Part B Insider (Multispecialty) Coding Alert

Part B Billing:

Know Billing Basics When Treating Family Members

Tip: Don’t forget about medical ethics and state regs.

Providers treating family members now and again is fairly common, but one thing that may not be routine about these visits is how to bill for them.

Although your physician’s sister’s annual wellness visit takes just as much time and effort as it would with any other patient, the billing can be quite different. So, before you send that claim to your Medicare Administrative Contractor (MAC), find out what the agency’s rules are in this category — they might just surprise you.

First, Check State Ethics Guidelines

Before your provider treats a family member, find out where your state medical society stands on the issue.

“Physicians generally should not treat themselves or members of their immediate families. Professional objectivity may be compromised when an immediate family member or the physician is the patient; the physician’s personal feelings may unduly influence his or her professional medical judgment, thereby interfering with the care being delivered,” notes the American Medical Association’s Council on Ethical and Judicial Affairs.

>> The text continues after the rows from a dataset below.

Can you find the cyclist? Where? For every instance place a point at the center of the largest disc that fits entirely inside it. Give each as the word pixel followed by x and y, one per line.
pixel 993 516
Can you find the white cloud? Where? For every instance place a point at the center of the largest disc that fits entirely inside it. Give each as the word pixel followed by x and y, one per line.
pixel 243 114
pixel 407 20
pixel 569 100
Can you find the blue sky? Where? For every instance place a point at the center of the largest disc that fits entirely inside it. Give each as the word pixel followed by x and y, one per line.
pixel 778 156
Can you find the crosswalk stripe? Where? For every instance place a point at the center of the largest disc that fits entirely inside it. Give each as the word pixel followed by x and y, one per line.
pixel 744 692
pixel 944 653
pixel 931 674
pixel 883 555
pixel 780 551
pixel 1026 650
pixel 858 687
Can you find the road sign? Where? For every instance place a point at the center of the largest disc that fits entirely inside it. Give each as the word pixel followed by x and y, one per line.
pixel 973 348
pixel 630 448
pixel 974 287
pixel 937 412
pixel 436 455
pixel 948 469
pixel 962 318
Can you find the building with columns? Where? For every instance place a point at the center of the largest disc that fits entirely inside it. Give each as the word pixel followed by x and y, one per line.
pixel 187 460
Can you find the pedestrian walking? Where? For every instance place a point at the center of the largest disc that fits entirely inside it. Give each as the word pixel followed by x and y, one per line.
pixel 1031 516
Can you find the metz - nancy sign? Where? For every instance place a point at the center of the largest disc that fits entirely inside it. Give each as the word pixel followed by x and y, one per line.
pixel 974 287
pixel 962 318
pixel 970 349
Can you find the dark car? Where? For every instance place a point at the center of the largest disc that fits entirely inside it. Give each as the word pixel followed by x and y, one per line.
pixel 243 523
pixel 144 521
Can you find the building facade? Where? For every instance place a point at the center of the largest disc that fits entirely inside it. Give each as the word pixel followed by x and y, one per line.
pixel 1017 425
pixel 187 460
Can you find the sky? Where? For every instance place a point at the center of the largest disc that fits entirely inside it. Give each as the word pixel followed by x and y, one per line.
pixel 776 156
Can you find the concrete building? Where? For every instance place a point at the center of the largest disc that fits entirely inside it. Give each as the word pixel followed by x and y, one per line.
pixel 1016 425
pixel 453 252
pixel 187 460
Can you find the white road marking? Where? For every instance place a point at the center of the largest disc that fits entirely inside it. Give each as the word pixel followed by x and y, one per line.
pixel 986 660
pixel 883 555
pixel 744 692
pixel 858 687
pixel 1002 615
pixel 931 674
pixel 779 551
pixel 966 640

Your state medical association may have its own guidelines on these situations, which you should consult before treating family members. If you happen to encounter any gray area when you read the guidelines, consult a legal professional to determine whether your providers should be treating family members at all.

Next, Evaluate Insurance Stance

If you determine you’re within your legal and ethical guidelines to treat a family member, it’s time to review where Medicare stands on the topic. “Medicare does not allow providers to bill the insurance for immediate family members,” says Gina Vanderwall, OCS, CPC, CPPM, a medical financial counselor in Canandaigua, New York. Those services are to be provided free of charge, assuming the patient falls under Medicare’s definition of what constitutes a family member.

In black and white: Section 2332 of the Medicare Carriers Manual includes “Charges Imposed by Immediate Relatives of the Patient or Members of the Patient’s Household” as being excluded from coverage.

“The intent of this exclusion is to bar Medicare payment for items and services that would ordinarily be furnished gratuitously because of the relationship of the beneficiary to the person imposing the charge,” the agency states. “This exclusion applies to items and services rendered by providers to immediate relatives of the owner(s) of the provider. It also applies to services rendered by physicians to their immediate relatives and items furnished by suppliers to immediate relatives of the owner(s) of the supplier.”

Here’s how Medicare defines a family member: The Centers for Medicare & Medicaid Services (CMS) includes the following relationships within the definition of “immediate relative”:

  • Husband and wife
  • Natural or adoptive parent, child, and sibling
  • Stepparent, stepchild, stepbrother, and stepsister
  • Father-in-law
  • Mother-in-law
  • Son-in-law
  • Daughter-in-law
  • Brother-in-law
  • Sister-in-law
  • Grandparent and grandchild
  • Spouse of grandparent and grandchild

Many other insurers maintain similar guidelines about submitting claims for family members, so if you’re dealing with private insurers or other companies, check with your payers’ provider relations department before sending in any such claims. If the verbiage in your contracts is unclear, consult an attorney for legal advice on the topic.